J'ai péniblement descendu les six étages sans ascenseur et sans beaucoup d'équilibre. J'ai failli passer deux fois par-dessus la rambarde et me péter la tronche sur la boule en verre. Certain de redresser la barre, dans un  stupide mouvement de bascule arrière, je reculais, vite renvoyé par le mur en un rebond peu académique. Je suis sorti, un peu hors de mes pompes, mais l'air frais m'a requinqué. J'ai pris le tram et j'ai continué à pied de la rue Malbec à la rue Mirassou. Comme convenu, j'ai bien trouvé le pistolet planqué parmi les boites de lait aigre et les barquettes de viande avariée.

Il était plus de dix heures quand le patron est sorti de son loft cossu pour faire pisser son cabot d'une demi-livre tout mouillé.

Je lui ai tapé sur l'épaule, il s'est retourné, je lui ai martelé mon index entre les deux yeux.

J'ai vu son regard éperdu de peur dans le halo blafard du réverbère, l'iris suppliant et la larme qui naissait sur les bords du canal. Il m'agrippait aux revers de mon pardessus, cherchant les traits que je cachais sous mon col relevé et mon feutre baissé sur mon front.

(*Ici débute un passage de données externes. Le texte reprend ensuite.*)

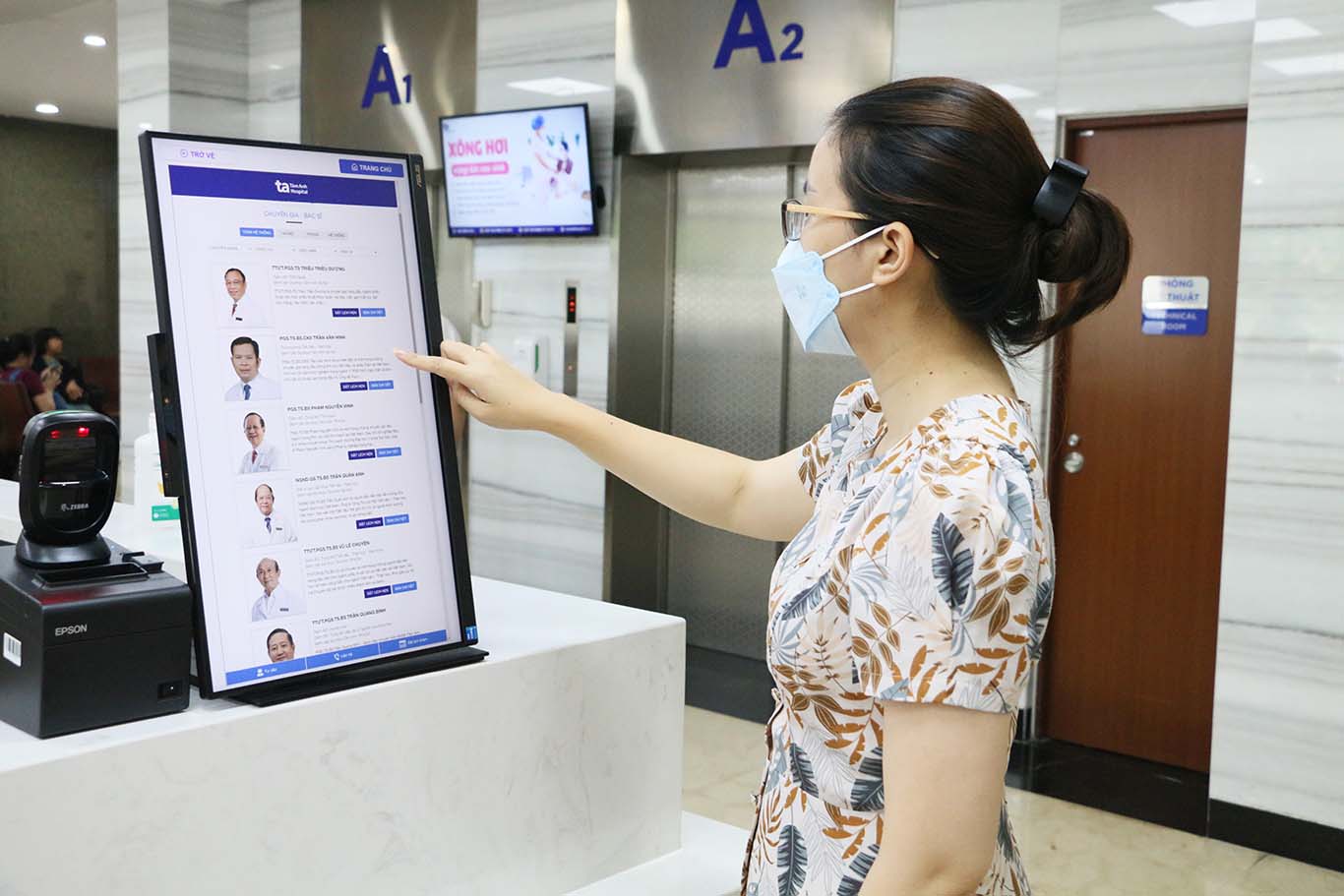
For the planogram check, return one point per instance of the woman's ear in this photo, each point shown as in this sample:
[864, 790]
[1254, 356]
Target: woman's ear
[896, 254]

Je l'ai repoussé brutalement... Et j'ai mis la main à la poche pour brandir mon flingue.....Pas de cul !!! La crosse de mon Beretta s'est prise dans le trou du fond de ma poche. Pas moyen de l'en sortir. Ce con de type a commencé à hurler et le clebs s'est mis en tête de m'arracher un bout de barback. J'ai fait valdinguer la bestiole d'un coup de bottine comme une vulgaire baudruche. En atterrissant un peu lourdement sur le trottoir, il s'est mis à courir sans se retourner.

Je me sentais vidé, fatigué, mon chapeau était tombé dans une flaque  couleur de nuit noire, je me penchais pour le ramasser et PAN !! la queue de détente, par je ne sais quel miracle, libéra une balle de neuf millimètres en plein dans ma virilité...

Queue de détente et détente de queue ne font pas bon ménage...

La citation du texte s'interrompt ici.